Cross-Chirality Generalization by Axial Vectors for Hetero-Chiral Protein-Peptide Interaction Design
This work addresses the challenge of designing therapeutic D-peptide binders for L-proteins, offering a novel generative AI approach with wet-lab validation, which is not incremental as it represents the first such validated method for this task.
The paper tackled the problem of designing D-peptide binders for L-proteins, which is underexplored in machine learning, by achieving cross-chirality generalization from L--L training data to D--L tasks, resulting in D-peptide binder designs that outperformed existing tools in benchmarks and demonstrated efficacy in wet-lab validation.

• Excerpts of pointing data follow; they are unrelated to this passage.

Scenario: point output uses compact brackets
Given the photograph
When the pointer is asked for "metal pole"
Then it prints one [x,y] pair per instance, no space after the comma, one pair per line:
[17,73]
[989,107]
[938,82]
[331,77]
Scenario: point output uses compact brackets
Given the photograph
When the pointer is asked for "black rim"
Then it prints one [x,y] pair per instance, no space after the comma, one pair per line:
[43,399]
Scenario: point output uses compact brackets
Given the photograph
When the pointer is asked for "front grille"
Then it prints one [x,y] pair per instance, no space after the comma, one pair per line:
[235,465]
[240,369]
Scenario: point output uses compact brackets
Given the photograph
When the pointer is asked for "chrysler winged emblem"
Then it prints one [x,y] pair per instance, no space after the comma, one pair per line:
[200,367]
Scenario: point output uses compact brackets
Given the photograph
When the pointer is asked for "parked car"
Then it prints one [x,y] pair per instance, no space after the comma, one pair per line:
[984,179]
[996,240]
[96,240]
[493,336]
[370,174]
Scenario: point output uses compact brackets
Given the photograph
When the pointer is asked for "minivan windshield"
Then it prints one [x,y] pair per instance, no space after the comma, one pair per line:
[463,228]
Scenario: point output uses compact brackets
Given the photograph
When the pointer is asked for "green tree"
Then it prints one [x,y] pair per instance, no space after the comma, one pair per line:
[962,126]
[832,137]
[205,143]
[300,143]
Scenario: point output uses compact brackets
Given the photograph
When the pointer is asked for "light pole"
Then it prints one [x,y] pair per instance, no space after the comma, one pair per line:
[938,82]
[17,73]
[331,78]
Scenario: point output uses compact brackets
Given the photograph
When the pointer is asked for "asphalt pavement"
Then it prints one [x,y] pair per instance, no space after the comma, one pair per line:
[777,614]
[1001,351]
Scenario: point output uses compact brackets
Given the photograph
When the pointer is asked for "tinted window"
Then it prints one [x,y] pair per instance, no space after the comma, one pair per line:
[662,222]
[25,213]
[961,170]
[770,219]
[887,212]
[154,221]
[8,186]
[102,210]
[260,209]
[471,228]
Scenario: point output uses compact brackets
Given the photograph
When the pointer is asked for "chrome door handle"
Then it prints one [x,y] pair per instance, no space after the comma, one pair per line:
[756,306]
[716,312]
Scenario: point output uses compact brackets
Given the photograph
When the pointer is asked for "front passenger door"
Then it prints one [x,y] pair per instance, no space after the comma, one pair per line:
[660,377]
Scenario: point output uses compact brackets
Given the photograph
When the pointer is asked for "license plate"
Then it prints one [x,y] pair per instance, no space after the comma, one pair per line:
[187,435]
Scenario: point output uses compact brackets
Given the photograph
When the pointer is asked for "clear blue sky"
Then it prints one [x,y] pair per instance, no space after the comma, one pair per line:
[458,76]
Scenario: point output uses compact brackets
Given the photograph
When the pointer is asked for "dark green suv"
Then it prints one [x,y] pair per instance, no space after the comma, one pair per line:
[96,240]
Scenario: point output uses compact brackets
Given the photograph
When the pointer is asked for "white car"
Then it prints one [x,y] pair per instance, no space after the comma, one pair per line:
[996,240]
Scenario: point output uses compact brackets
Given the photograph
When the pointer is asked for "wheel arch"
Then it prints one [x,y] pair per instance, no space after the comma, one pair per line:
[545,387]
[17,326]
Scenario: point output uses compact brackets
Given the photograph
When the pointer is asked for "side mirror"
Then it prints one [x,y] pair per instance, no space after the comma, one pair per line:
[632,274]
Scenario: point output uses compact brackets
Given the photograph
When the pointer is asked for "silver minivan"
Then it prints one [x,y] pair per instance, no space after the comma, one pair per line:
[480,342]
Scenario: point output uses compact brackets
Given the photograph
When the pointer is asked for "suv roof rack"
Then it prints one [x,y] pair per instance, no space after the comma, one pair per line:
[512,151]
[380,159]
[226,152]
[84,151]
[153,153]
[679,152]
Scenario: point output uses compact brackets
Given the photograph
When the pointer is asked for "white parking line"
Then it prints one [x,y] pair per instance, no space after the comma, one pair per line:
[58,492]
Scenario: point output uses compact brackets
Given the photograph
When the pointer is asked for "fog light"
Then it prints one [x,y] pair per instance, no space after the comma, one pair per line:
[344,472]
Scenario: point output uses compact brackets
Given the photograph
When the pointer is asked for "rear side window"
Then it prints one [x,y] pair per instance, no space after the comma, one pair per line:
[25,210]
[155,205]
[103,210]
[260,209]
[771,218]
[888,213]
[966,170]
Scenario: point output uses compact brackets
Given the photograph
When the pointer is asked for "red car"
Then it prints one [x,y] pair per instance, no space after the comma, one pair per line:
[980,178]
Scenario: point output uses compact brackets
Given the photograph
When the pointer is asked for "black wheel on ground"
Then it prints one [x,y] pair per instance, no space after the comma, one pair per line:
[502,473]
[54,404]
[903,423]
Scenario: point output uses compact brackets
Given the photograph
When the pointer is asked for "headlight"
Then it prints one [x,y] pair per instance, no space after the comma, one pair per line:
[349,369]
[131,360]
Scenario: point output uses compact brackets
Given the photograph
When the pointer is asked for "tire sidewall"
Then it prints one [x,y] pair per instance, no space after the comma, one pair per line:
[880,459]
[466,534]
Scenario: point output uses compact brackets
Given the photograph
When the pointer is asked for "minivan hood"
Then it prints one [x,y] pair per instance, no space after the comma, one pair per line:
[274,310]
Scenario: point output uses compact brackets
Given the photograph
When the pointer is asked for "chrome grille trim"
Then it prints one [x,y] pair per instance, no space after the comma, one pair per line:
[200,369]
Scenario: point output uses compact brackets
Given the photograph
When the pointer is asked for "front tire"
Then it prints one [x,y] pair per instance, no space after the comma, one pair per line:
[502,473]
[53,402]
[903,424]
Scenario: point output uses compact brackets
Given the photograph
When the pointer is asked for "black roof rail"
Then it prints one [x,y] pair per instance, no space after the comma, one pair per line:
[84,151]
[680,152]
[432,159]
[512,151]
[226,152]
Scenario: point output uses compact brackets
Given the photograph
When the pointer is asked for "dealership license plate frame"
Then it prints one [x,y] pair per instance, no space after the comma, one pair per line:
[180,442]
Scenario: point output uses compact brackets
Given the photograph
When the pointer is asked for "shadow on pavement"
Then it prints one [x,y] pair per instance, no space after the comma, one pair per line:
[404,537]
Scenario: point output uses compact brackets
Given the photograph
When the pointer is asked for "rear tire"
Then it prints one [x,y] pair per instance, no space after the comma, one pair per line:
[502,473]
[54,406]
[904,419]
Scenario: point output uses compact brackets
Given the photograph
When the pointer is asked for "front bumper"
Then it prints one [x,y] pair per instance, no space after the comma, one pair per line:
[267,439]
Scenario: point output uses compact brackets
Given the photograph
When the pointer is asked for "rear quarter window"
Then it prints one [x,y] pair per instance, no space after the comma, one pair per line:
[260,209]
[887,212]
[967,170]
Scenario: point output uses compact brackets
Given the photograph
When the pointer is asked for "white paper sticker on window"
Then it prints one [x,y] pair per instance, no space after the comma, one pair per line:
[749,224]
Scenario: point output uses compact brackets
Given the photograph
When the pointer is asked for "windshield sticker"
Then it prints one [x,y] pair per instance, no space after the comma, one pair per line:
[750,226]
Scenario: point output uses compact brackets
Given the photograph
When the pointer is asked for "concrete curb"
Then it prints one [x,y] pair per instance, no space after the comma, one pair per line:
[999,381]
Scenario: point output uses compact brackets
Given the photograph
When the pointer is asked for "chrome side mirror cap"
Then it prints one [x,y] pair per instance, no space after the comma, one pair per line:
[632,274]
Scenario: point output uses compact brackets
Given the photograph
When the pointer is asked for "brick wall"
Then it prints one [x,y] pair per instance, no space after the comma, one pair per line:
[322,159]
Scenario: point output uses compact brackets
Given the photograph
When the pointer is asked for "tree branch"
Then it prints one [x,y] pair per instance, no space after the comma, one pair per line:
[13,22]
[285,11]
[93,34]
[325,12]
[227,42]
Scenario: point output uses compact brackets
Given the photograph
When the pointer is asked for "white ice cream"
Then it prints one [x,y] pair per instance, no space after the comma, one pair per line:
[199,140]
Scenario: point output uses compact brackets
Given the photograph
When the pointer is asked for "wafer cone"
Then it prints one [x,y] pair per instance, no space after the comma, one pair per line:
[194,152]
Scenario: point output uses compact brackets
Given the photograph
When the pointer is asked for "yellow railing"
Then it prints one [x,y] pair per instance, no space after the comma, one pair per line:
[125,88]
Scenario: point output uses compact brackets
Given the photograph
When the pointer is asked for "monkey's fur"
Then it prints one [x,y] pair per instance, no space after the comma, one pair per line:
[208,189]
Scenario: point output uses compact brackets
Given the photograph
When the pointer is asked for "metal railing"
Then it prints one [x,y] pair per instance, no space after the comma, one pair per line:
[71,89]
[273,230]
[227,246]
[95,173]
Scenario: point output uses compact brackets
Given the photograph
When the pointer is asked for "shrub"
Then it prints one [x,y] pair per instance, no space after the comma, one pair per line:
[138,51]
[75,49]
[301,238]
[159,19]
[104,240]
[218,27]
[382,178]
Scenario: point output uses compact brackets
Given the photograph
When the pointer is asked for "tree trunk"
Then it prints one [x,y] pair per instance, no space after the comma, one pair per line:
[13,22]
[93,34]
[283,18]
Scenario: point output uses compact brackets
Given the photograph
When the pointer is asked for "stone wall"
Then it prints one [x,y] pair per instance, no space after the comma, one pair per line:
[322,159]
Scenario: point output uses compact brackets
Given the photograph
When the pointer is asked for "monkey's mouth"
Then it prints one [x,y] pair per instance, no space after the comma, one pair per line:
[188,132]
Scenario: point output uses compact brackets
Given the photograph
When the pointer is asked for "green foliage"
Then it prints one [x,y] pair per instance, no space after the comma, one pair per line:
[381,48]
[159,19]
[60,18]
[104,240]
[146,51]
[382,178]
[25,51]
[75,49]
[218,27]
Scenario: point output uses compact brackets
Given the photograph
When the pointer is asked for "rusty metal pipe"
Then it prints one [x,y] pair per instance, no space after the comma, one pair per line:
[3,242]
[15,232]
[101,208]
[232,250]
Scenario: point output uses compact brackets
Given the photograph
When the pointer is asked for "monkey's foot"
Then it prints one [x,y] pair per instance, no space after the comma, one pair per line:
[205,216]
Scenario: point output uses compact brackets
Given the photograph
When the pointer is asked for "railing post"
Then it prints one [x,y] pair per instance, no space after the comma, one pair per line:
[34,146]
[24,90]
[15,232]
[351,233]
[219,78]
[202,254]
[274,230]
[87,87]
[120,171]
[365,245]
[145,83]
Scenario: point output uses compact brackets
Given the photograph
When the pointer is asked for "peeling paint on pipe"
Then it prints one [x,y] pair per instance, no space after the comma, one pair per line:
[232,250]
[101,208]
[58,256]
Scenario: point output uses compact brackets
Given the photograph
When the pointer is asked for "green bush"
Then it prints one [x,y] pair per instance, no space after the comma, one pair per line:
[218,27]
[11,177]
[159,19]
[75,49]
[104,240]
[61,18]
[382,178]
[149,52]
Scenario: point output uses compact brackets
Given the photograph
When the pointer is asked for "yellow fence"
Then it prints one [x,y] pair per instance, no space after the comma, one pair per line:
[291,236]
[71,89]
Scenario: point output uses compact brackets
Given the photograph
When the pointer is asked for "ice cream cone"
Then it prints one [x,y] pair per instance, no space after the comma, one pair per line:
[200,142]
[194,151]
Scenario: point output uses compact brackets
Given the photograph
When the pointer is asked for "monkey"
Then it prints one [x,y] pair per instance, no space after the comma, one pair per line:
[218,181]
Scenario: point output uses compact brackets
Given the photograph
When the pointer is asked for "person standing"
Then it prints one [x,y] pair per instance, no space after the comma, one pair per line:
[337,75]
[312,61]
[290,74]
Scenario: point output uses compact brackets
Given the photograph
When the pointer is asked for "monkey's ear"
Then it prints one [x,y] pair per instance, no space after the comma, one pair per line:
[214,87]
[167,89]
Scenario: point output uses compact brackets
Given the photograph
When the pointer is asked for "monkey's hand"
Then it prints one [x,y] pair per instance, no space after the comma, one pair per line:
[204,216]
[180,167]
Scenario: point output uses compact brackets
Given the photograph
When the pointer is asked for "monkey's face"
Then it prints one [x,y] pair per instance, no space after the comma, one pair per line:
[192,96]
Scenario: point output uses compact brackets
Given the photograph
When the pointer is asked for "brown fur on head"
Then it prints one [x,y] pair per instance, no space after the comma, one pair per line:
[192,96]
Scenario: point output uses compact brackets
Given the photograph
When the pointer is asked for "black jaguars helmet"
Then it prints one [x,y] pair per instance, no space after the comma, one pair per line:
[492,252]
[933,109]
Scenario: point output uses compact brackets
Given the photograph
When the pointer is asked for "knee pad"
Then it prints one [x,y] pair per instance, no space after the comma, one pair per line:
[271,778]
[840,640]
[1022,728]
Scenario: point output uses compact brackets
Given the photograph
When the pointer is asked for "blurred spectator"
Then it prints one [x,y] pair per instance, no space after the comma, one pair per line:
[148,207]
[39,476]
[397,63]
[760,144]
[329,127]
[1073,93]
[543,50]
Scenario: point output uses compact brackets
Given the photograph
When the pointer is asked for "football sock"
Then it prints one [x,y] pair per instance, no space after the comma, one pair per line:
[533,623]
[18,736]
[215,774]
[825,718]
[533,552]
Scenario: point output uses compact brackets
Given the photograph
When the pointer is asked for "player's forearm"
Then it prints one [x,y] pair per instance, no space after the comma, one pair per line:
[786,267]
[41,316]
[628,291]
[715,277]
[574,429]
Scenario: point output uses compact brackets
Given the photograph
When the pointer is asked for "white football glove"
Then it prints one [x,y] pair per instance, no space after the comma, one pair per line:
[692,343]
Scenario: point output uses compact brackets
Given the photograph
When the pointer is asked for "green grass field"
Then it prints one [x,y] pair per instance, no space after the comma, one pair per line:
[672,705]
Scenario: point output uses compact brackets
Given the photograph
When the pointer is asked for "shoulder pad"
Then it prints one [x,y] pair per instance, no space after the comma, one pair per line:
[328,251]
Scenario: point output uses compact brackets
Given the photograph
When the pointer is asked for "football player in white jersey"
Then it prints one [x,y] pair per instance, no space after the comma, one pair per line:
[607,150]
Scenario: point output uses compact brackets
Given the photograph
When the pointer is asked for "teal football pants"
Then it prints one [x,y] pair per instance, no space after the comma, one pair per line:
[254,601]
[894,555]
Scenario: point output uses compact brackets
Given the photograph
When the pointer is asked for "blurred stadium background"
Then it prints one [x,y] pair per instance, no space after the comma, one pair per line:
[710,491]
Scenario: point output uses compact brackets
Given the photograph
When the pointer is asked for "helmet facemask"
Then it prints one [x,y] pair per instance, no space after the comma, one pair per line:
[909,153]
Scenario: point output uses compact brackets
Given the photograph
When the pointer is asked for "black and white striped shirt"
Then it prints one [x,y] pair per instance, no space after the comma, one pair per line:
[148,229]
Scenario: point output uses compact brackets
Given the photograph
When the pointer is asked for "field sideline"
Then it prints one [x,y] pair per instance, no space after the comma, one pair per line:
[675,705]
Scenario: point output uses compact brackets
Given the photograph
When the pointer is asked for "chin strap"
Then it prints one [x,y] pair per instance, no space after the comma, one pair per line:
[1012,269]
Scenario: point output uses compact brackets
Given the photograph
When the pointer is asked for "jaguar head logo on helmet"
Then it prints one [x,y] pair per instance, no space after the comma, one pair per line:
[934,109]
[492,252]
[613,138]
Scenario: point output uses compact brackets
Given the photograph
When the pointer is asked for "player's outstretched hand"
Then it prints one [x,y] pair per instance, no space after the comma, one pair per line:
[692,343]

D-peptide binders targeting L-proteins have promising therapeutic potential. Despite rapid advances in machine learning-based target-conditioned peptide design, generating D-peptide binders remains largely unexplored. In this work, we show that by injecting axial features to $E(3)$-equivariant (polar) vector features,it is feasible to achieve cross-chirality generalization from homo-chiral (L--L) training data to hetero-chiral (D--L) design tasks. By implementing this method within a latent diffusion model, we achieved D-peptide binder design that not only outperforms existing tools in in silico benchmarks, but also demonstrates efficacy in wet-lab validation. To our knowledge, our approach represents the first wet-lab validated generative AI for the de novo design of D-peptide binders, offering new perspectives on handling chirality in protein design.